EnterpriseDB / barman

Barman - Backup and Recovery Manager for PostgreSQL
https://www.pgbarman.org/
GNU General Public License v3.0
2.1k stars 193 forks source link

Out of memory error on deployment with millions of files in PGDATA #300

Closed MannerMan closed 2 months ago

MannerMan commented 4 years ago

Barman version: 2.11

PostgreSQL version: 9.5

Operating system/version: CentOS 7.8

Hi,

I'm evaluating barman (barman S3 cloud backup/archiving) as a replacement for WAL-E which is the current backup system at the company I work for.
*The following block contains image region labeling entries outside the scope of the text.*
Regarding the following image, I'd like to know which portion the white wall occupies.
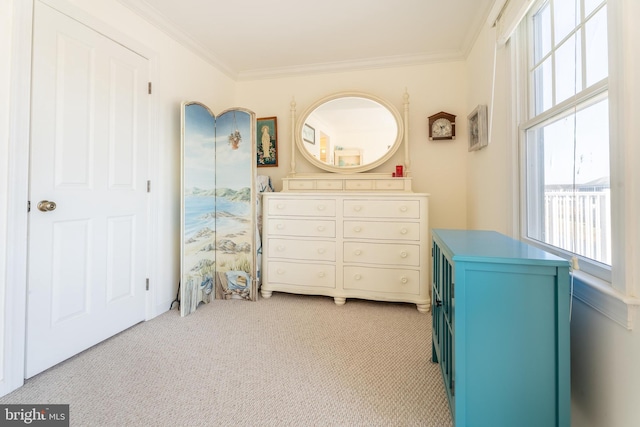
[465,26,517,236]
[237,62,467,228]
[467,0,640,427]
[0,0,235,394]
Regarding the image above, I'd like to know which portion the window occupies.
[521,0,612,281]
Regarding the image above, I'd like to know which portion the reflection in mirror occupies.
[297,93,403,172]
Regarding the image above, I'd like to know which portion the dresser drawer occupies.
[267,218,336,237]
[343,266,420,295]
[344,199,420,219]
[267,261,336,288]
[344,242,420,267]
[268,239,336,261]
[267,198,336,217]
[343,221,420,240]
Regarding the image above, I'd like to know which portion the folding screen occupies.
[180,102,257,316]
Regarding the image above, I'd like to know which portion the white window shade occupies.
[489,0,536,45]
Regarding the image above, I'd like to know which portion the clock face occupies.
[431,118,452,138]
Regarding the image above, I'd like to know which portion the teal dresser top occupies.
[432,229,569,267]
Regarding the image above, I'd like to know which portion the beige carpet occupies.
[0,293,452,427]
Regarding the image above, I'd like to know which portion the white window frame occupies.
[512,0,640,329]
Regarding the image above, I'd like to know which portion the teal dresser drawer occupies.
[432,230,571,427]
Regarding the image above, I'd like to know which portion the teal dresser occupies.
[432,230,571,427]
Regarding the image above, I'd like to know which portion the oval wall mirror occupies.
[295,92,403,173]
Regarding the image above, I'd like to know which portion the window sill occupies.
[572,270,640,330]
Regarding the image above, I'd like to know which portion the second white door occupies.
[25,1,149,378]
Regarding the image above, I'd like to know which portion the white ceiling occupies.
[119,0,503,80]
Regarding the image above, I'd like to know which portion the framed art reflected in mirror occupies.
[467,105,489,151]
[256,117,278,167]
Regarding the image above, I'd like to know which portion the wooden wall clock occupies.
[429,111,456,141]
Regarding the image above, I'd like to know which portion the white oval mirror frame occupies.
[294,92,404,174]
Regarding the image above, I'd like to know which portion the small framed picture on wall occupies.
[256,117,278,167]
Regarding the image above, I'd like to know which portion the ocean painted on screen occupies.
[181,103,254,315]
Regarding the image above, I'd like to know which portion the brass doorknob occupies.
[38,200,56,212]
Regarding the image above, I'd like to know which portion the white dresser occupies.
[261,192,431,313]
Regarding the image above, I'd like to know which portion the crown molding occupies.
[238,51,464,81]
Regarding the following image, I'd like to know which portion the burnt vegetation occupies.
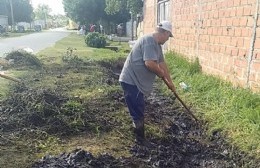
[0,50,260,168]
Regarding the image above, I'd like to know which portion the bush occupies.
[85,32,106,48]
[5,50,42,68]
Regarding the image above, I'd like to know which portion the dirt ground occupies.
[0,56,260,168]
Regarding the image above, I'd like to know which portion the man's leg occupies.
[121,82,145,143]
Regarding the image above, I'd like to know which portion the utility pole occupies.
[9,0,14,31]
[130,12,134,41]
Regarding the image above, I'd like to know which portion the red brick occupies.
[237,38,244,48]
[235,28,242,37]
[227,28,235,37]
[243,6,253,16]
[239,17,247,26]
[254,38,260,49]
[227,0,234,7]
[231,8,237,17]
[227,18,233,26]
[232,18,239,26]
[236,7,244,17]
[247,17,253,27]
[235,59,247,67]
[234,0,241,7]
[230,37,237,47]
[241,27,251,37]
[252,62,260,72]
[241,0,248,5]
[244,38,251,48]
[238,49,247,58]
[231,48,238,56]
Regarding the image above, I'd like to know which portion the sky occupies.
[31,0,65,15]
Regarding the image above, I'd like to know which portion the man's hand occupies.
[162,77,176,92]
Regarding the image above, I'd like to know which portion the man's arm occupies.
[145,60,175,91]
[145,60,164,78]
[159,62,175,91]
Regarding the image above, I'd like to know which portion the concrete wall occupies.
[143,0,260,91]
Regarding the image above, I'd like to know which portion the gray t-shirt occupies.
[119,34,164,94]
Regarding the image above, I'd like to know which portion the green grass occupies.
[166,50,260,158]
[0,34,260,167]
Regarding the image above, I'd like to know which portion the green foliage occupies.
[189,57,201,75]
[63,0,130,33]
[85,32,106,48]
[34,4,51,20]
[5,50,42,67]
[0,0,33,25]
[105,0,143,16]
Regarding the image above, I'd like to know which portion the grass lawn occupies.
[0,33,260,167]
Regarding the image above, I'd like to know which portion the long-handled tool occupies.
[0,73,22,83]
[163,78,199,122]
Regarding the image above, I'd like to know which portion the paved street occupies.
[0,28,70,57]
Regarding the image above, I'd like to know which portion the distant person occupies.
[119,21,175,145]
[99,24,103,34]
[117,23,123,37]
[89,24,96,32]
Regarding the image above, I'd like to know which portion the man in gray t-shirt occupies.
[119,21,175,144]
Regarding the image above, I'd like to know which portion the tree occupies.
[0,0,33,24]
[105,0,143,16]
[34,4,51,20]
[63,0,130,33]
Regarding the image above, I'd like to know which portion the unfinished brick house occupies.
[141,0,260,92]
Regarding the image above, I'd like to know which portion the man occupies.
[119,21,175,144]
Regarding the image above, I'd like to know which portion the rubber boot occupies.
[134,120,145,145]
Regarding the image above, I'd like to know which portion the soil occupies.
[0,58,260,168]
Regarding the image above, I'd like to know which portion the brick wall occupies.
[143,0,260,91]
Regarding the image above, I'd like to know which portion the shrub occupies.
[5,50,42,67]
[85,32,106,48]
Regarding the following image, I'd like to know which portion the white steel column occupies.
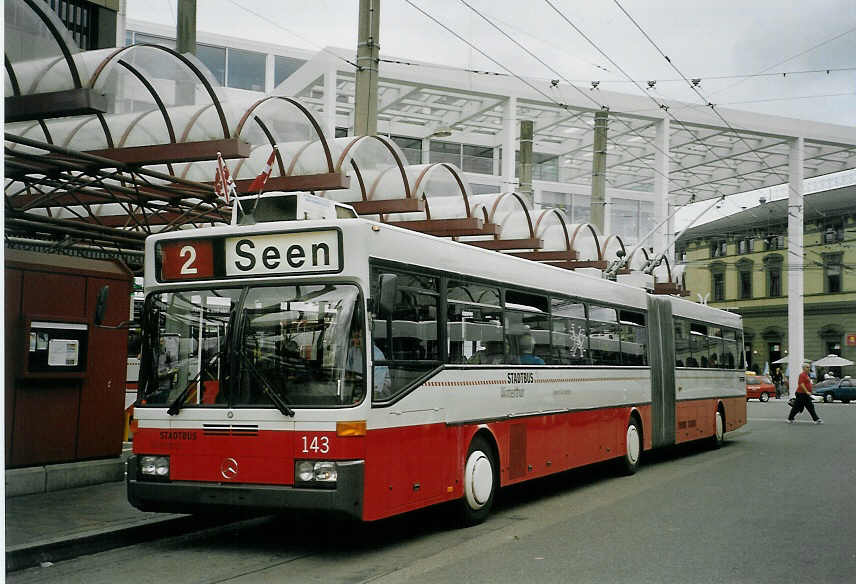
[422,138,431,164]
[785,137,805,395]
[324,63,336,140]
[643,118,674,256]
[265,53,276,95]
[502,97,517,192]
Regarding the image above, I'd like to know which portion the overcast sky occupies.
[123,0,856,225]
[128,0,856,125]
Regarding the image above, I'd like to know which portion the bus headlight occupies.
[140,456,169,478]
[294,460,339,487]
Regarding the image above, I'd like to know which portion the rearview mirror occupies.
[377,274,398,319]
[95,286,110,326]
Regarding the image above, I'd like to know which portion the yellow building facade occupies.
[676,186,856,375]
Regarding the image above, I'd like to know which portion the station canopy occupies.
[4,0,856,284]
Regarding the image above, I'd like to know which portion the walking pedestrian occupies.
[773,367,783,399]
[788,363,823,424]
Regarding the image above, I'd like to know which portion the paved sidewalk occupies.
[5,481,199,572]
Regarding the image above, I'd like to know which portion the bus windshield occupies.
[139,284,366,413]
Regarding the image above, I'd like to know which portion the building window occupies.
[134,32,175,51]
[226,48,267,91]
[196,45,226,85]
[432,140,493,174]
[273,55,306,87]
[462,144,493,174]
[823,253,842,294]
[737,239,755,254]
[764,235,785,251]
[46,0,99,51]
[608,197,656,246]
[430,140,461,168]
[713,272,725,302]
[389,136,422,164]
[764,254,782,298]
[738,270,752,300]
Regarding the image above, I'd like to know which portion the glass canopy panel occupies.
[45,116,110,151]
[407,164,469,219]
[234,97,334,177]
[535,209,570,251]
[3,0,80,96]
[348,137,406,200]
[568,224,600,262]
[490,193,533,239]
[116,110,170,147]
[603,233,624,261]
[93,45,225,143]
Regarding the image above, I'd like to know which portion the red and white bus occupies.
[127,195,746,523]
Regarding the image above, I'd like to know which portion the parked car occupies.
[746,371,776,402]
[814,375,856,403]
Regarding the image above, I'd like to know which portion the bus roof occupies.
[145,218,741,327]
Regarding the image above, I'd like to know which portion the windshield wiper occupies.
[166,351,223,416]
[239,349,294,418]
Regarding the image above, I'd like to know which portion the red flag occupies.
[247,148,276,193]
[214,152,228,200]
[214,152,237,205]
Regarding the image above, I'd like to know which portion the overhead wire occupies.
[544,0,748,195]
[405,0,736,274]
[228,0,362,71]
[711,27,856,96]
[422,0,696,196]
[608,0,856,278]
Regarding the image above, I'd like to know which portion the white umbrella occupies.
[812,355,853,367]
[773,355,811,365]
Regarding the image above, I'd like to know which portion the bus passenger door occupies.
[648,295,675,448]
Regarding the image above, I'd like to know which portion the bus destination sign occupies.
[225,229,342,276]
[161,239,214,280]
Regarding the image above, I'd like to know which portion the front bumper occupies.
[127,456,364,519]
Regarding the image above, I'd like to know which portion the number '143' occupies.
[302,436,330,454]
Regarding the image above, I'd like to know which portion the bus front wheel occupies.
[459,436,499,526]
[621,418,642,475]
[711,409,725,448]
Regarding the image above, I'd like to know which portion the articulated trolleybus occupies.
[127,194,746,524]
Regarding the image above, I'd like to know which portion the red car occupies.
[746,371,776,402]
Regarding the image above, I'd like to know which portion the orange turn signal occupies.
[336,420,366,436]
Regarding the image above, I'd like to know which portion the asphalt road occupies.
[7,400,856,584]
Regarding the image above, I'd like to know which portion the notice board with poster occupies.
[20,319,89,377]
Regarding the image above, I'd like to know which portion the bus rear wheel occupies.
[620,418,642,475]
[710,409,725,448]
[459,436,499,526]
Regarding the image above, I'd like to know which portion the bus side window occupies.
[588,304,621,365]
[619,310,648,365]
[371,270,440,401]
[505,310,550,365]
[687,322,710,369]
[675,318,698,367]
[547,298,590,365]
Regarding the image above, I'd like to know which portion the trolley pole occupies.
[354,0,380,136]
[175,0,196,55]
[520,120,535,209]
[785,138,805,396]
[591,106,609,233]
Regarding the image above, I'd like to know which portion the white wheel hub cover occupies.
[464,450,493,509]
[627,424,640,463]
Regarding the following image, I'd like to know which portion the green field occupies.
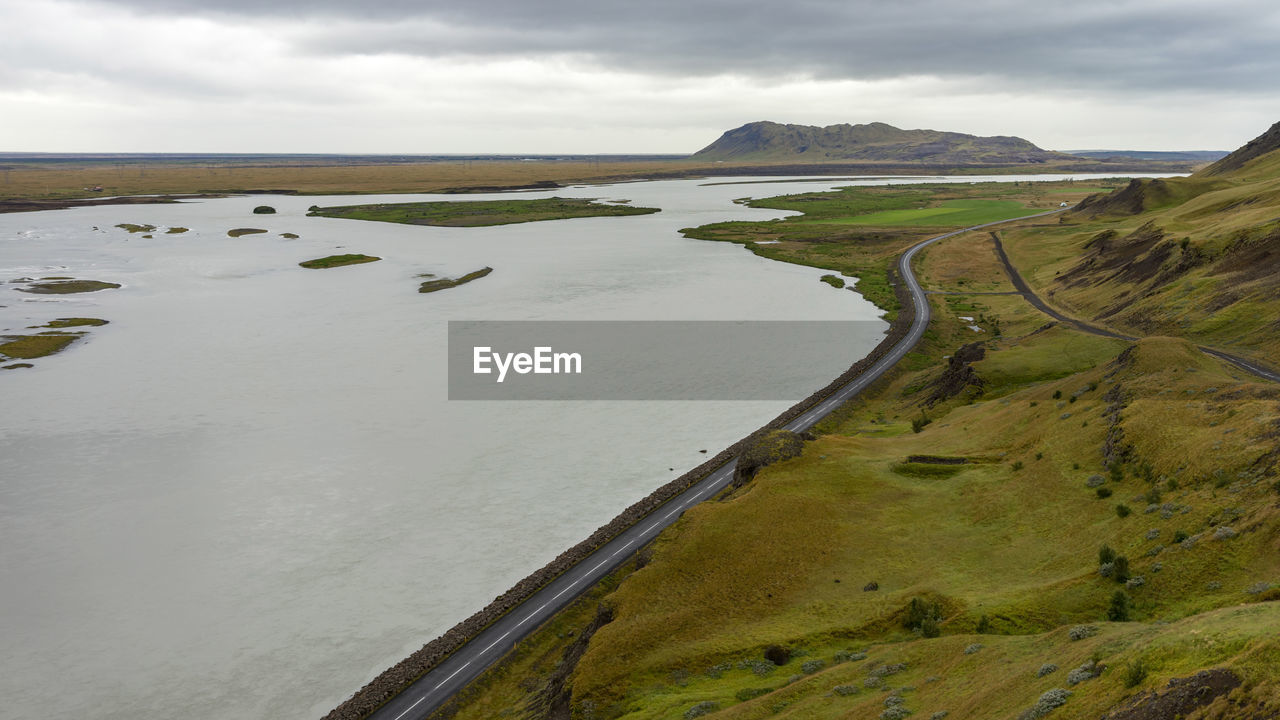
[442,158,1280,720]
[307,197,659,227]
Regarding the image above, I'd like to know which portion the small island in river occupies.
[298,254,381,270]
[417,266,493,292]
[307,197,660,227]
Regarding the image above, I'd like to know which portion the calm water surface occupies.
[0,172,1131,720]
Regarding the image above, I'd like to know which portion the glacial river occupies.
[0,177,1116,720]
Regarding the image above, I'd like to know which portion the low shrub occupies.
[800,660,827,675]
[1098,544,1116,565]
[831,685,860,696]
[1066,660,1102,685]
[1111,555,1129,583]
[836,650,867,662]
[685,700,719,720]
[1053,625,1098,638]
[764,644,791,665]
[1107,591,1133,623]
[1124,657,1147,688]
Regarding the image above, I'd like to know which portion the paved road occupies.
[370,210,1059,720]
[991,233,1280,382]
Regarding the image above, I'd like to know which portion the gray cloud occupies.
[87,0,1280,92]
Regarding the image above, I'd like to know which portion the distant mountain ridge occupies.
[692,122,1075,165]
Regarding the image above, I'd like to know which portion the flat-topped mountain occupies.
[694,122,1074,165]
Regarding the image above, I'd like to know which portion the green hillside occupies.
[444,124,1280,720]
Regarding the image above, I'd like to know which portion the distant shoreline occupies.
[0,154,1192,213]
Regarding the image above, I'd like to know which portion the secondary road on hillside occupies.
[370,210,1059,720]
[370,203,1280,720]
[991,233,1280,382]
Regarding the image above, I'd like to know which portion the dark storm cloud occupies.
[87,0,1280,91]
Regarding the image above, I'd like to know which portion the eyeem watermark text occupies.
[471,347,582,383]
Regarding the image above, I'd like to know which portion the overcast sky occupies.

We have a schema-level style of sharding our tenants, where each of our database servers hosts 4000 customer schemas, spread over 16 databases. This has worked great for scalability, but presents a challenge for many backup systems - since this layout results in a lot of files in postgresql data directory.

Output of ls -1RL /var/lib/pgsql/9.5/data/ | wc -l; 6602805

So above 6 million files, total size 77gb. Around 5 years ago we deployed WAL-E since it was one of the few backup systems that could handle so many files without a problem. However, since WAL-E is no longer maintained we're looking for alternatives. When testing barman-cloud-backup, I'm running out of memory when performing a full-backup. It seems memory simply keeps growing indefinite after starting backup. See graphs;

Screenshot from 2020-09-03 13-10-54

Server specs:

Backup command: barman-cloud-backup --endpoint-url http://svc-filestor.lab.int:9091 -j --immediate-checkpoint -J 4 s3://utv-db10/ utv-db10

Barman error:

2020-09-03 12:06:59,507 [113920] ERROR: Backup failed uploading data (MemoryError)
Segmentation fault

Kernel syslog error: Sep 3 12:06:59 utv-db10 kernel: barman-cloud-ba[113920]: segfault at 24 ip 00007f6f60b096ea sp 00007ffd9ca88820 error 6 in libpython2.7.so.1.0[7f6f60a7f000+17e000]

Target datastore is a local minio S3 instance.

So far we have tried pgbackrest and WAL-G with similar results.

martinmarques commented 2 months ago

@MannerMan I'm going over the issues that are still opened in Barman's Github. I'm closing this one because it involves unsupported platforms (centos7, postgres 9.5, barman 2.11). I would encourage to open a new issue if it's relevant to newer versions of RHEL, Postgres and Barman, with fresh data. I see from the CNPG issues that you were considering moving to backrest, which might make this message not relevant.